# Polynomial roots for Partial fraction Expansion, for polynomials with order 3 to 14.

Cuthbert Nyack
Many methods are available for numerical approximation of roots of polynomials. In the applet below, the Laguerre method is used.
Scrollbar 0 sets the order of the polynomial 3 to 14.
Scrollbar 1 is used to suppress plotting of the function. This enables coefficients to be changed much faster.

Each coefficient is set by 3 scrollbars. eg a(4) is set by scrollbars 11, 12 and 13. 11/12 are used for coarse/fine adjustment and 13 is used to add a power of 10.

To use the applet the following steps are required:-
1. Set the polynomial order by scrollbar 0 and enter the coefficients.
2. Change scrollbar 1(click down arrow) to plot the function. The roots are at the starting points of the red-blue boundaries.
3. Use scrollbars 44 and 45 to bring the origin close to the starting points of the boundaries so the algorithm can converge to that root. The origin is used as the starting point by the Laguerre algorithm.
4. If necessary scrollbars 47 and 48 can be used to scale the plot so all the roots appear within the plot. 46 and 49 can be used to scale the center coordinates and width and height coordinates.
5. The applet defaults to 5 iterations. If necessary the number of iterations can be changed by scrollbar 50.

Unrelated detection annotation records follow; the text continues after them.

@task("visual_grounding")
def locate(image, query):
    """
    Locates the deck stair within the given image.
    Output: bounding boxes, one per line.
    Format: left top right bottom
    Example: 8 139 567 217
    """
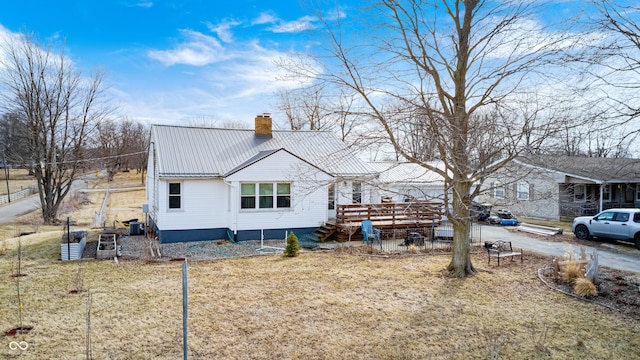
313 223 338 242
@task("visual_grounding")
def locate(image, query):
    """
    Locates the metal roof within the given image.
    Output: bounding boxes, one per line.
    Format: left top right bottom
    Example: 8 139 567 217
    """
151 125 373 177
517 156 640 183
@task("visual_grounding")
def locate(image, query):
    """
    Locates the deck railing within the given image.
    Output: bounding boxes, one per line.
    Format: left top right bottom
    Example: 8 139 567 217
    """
336 201 442 227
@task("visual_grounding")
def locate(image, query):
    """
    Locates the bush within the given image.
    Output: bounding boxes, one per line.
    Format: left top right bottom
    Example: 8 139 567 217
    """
564 261 583 284
284 232 300 257
573 278 598 297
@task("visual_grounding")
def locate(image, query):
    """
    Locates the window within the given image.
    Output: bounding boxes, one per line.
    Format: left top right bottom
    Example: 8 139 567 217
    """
169 183 182 209
276 183 291 208
516 182 529 200
613 213 629 222
240 183 291 209
258 183 273 209
240 184 256 209
596 211 616 221
573 185 584 202
328 184 336 210
493 182 504 199
602 185 611 201
351 182 362 204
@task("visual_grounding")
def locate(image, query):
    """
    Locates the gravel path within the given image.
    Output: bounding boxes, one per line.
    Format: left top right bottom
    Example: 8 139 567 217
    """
118 236 286 260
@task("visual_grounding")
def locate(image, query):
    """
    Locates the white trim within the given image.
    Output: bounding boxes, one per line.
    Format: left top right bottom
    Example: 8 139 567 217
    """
167 181 184 211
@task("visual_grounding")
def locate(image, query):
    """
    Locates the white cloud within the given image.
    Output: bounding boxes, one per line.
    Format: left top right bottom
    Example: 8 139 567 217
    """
269 16 317 33
207 20 240 43
147 30 229 66
251 12 281 25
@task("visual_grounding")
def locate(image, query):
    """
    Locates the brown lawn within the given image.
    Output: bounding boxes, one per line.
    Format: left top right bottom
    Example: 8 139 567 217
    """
0 238 640 359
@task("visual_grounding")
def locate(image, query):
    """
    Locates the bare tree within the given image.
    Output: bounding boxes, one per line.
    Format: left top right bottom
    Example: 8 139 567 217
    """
0 35 107 223
282 0 568 276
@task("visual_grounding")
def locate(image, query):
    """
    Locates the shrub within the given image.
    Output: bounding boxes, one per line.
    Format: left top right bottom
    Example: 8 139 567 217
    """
573 278 598 297
407 244 418 254
564 261 583 284
284 232 300 257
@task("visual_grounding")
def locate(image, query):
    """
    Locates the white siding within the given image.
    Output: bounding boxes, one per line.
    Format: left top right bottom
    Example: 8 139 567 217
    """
226 151 332 230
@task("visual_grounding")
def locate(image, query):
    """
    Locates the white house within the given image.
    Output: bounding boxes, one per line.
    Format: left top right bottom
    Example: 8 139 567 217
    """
147 115 374 243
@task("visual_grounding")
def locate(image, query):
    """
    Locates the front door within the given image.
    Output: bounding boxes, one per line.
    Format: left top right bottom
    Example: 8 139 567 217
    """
589 211 615 237
327 183 338 222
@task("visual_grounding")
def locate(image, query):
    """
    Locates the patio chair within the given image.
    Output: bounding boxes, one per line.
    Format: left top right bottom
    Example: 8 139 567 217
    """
362 220 382 245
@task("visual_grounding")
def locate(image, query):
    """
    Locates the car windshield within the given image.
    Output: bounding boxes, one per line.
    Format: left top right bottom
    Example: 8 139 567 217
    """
596 211 615 220
613 213 629 222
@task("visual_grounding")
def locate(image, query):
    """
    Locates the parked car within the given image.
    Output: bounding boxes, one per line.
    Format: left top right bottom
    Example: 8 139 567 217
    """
571 209 640 249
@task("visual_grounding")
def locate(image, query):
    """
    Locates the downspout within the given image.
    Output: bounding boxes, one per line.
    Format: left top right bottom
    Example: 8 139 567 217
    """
222 178 238 242
598 184 605 212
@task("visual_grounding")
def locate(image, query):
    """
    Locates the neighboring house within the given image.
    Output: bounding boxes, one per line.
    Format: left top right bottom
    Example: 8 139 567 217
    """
480 156 640 220
369 162 445 203
147 115 373 243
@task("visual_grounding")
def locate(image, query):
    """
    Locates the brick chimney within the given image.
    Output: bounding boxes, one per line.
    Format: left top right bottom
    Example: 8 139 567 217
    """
256 113 271 138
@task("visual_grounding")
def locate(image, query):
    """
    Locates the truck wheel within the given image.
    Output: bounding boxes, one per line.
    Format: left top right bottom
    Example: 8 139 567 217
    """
575 225 591 240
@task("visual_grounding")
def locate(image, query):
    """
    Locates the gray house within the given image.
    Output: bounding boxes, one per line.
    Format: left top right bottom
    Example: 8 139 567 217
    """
480 156 640 220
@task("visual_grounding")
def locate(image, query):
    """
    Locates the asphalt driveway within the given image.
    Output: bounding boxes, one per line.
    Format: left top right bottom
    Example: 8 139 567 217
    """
482 225 640 274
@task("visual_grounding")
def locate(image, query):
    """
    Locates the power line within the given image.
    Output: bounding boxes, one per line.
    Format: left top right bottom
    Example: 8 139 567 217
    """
5 151 147 167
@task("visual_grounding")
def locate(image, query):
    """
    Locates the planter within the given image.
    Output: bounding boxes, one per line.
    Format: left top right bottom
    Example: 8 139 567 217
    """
96 234 118 259
60 230 87 261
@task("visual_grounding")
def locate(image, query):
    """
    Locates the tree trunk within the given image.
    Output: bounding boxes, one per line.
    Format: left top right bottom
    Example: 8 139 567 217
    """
447 179 475 277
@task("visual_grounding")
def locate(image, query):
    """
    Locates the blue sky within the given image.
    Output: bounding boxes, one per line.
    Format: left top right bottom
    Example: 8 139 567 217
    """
0 0 336 124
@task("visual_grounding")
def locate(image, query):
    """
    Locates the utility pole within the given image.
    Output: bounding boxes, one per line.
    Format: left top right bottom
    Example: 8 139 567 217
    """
2 150 11 202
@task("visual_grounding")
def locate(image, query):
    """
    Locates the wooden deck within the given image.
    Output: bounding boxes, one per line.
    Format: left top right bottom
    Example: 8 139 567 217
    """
336 201 442 229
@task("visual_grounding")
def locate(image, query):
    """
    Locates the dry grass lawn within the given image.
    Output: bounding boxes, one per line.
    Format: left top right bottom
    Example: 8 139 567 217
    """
0 238 640 359
0 174 640 359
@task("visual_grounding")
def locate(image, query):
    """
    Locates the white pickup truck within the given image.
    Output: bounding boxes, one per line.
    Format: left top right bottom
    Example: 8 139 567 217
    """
571 209 640 250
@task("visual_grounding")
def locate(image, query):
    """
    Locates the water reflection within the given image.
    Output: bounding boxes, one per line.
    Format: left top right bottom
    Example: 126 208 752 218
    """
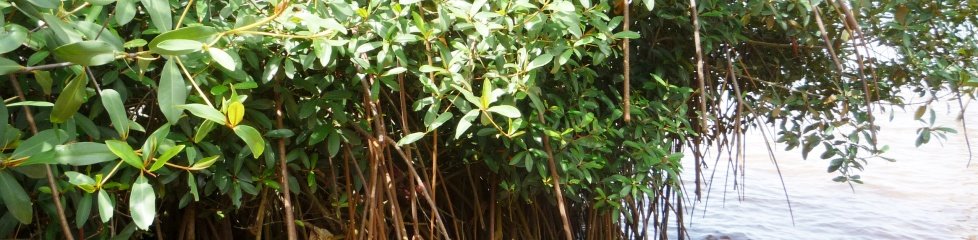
684 105 978 240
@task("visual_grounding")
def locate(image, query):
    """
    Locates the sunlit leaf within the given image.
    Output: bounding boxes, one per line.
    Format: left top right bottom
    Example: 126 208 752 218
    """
207 47 236 71
139 0 173 32
486 105 522 118
177 103 227 125
227 101 245 128
129 174 156 230
157 60 187 125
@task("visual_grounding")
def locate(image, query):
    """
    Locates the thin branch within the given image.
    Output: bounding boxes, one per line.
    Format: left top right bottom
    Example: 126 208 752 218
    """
689 0 707 200
273 85 297 240
622 0 632 123
4 74 75 240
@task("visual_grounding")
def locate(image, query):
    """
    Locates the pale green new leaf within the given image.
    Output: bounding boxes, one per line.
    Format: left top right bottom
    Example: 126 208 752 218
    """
148 26 219 51
149 145 186 172
526 53 554 71
139 0 173 32
115 0 136 26
10 129 68 159
129 174 156 230
190 155 220 170
75 193 92 228
207 47 236 71
97 189 115 223
0 24 28 54
177 103 227 125
455 109 481 138
105 140 145 169
487 105 522 118
153 39 204 55
156 60 187 125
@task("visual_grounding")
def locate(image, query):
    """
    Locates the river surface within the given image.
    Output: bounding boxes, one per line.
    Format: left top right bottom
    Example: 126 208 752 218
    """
684 103 978 240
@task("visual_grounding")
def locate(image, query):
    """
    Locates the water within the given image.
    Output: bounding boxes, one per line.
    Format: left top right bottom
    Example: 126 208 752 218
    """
684 104 978 240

A no result may occasionally occur with the function a NaN. This may be seen when the polynomial has multiple roots. Changing the starting point usually resolves this problem.

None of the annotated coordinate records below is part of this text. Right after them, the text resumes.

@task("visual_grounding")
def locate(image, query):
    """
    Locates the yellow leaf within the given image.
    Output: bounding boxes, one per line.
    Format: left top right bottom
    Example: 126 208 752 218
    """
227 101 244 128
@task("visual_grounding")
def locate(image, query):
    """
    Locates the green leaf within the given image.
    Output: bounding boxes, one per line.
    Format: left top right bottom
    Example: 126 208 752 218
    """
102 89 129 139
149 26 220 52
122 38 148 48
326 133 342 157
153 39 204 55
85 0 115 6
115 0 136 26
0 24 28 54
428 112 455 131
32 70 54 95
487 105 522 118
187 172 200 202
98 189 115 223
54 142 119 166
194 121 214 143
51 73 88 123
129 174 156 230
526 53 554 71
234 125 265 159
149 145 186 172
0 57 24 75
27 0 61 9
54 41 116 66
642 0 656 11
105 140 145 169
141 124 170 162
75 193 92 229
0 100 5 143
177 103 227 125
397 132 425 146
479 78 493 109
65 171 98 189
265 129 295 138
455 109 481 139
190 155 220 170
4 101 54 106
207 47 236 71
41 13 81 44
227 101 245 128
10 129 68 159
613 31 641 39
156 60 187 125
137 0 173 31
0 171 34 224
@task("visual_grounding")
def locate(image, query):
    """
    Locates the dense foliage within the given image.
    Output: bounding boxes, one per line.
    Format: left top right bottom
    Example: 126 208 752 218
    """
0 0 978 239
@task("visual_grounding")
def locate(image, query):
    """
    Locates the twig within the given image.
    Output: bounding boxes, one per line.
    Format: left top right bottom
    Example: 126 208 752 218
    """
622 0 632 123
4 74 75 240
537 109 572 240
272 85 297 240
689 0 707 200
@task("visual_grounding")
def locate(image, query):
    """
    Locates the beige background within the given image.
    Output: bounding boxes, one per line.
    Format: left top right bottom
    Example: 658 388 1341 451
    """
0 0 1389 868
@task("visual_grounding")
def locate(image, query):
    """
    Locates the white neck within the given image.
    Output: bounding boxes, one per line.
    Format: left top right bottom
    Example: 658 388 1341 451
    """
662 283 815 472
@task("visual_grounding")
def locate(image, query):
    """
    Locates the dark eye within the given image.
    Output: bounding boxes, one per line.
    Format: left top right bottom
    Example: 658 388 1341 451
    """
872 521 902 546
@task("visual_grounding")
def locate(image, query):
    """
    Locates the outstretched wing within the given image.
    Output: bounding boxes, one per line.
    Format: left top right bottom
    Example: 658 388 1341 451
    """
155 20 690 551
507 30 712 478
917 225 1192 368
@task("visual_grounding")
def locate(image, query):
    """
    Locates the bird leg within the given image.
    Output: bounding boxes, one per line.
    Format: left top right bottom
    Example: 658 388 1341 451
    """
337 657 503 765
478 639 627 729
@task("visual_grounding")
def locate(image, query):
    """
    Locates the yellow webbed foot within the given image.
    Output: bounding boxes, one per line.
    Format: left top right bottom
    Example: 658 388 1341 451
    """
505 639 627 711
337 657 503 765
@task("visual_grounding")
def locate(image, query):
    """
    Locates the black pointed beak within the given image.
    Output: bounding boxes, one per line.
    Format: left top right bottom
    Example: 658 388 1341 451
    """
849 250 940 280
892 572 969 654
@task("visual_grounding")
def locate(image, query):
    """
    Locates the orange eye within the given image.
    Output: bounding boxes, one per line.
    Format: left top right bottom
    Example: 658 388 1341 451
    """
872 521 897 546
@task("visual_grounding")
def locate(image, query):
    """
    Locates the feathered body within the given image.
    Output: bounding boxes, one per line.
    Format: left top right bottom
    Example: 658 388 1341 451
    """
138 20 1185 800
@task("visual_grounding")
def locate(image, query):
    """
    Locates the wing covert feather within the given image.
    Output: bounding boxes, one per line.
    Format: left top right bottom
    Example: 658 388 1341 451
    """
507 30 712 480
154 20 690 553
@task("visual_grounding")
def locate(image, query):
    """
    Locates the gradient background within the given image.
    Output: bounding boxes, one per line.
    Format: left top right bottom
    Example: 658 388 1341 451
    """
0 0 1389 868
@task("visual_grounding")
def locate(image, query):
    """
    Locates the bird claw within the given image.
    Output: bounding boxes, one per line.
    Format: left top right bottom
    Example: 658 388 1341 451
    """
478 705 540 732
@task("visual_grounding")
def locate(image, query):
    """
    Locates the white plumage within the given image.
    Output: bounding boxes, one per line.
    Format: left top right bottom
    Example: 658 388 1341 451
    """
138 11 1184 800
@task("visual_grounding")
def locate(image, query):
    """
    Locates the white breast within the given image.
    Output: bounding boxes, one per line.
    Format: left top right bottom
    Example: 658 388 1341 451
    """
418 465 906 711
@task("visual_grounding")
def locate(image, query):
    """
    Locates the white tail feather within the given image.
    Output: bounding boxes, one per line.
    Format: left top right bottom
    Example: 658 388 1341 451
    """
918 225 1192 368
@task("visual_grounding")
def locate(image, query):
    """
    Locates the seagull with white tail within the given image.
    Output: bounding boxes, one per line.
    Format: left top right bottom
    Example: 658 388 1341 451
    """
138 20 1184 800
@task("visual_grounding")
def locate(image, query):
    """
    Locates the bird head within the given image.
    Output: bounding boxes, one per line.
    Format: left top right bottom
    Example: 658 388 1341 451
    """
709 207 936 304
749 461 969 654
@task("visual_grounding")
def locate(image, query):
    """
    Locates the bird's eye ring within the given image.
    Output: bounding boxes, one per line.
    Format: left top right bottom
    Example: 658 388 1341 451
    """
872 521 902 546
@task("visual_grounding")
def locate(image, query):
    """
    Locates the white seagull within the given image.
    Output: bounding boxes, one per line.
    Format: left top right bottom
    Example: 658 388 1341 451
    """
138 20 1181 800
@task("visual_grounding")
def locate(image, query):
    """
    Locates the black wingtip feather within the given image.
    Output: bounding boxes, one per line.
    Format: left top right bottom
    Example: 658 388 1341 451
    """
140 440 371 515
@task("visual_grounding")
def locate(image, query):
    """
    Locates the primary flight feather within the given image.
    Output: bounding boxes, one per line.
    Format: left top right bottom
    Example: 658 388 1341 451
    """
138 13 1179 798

The gif image below shows the coefficients set to find the roots of the 5th order polynomial
s5 + 2 s4 + 3.5 s3 + -6.25 s2 + 12.5 s + 70 = 0.
Scrollbars 0 and 2 to 16 were used. Changing scrollbar 1 to plot the function results in the following image. The plot shows that the polynomial has 1 real root and 2 pairs of complex conjugate roots. The image shows that starting from the origin, the algorithm converges to the real root -1.91157. Changing the starting point to (1.3, 1.3) results in the algorithm converging to one of the complex roots 1.51956 + j1.40386. Changing the starting point to (-1.5, 2.4) results in the algorithm converging to one of the complex roots -1.56377 + j2.471979. The polynomial roots are therefore:-
-1.91157, 1.51956 ± j1.40386 and -1.56377 ± j2.471979.

The 2 images below shows the 11th order polynomial.
s11 + 2 s10 + 3.5 s9 + 4 s8 + 6 s7 + 10 s6 + 7 s5 + 12.5 s4 + 37.5 s3 + 9 s2 + 25 s + 6 = 0.  There is 1 real root and 5 pairs of complex conjugate roots.
The roots are found to be -0.24141, 0.059023 ± j0.863929, 0.384817 ± j1.400599, 1.108055 ± j0.796291, -1.52163 ± j0.509971 and -0.90956 ± j1.564912.

The following image shows a case where 2 roots are -1.0. The number of iterations in this case is increased to 12. Here 2 boundaries start at -1. The following image shows a case where all roots are -1.0. Here 4 boundaries start at -1.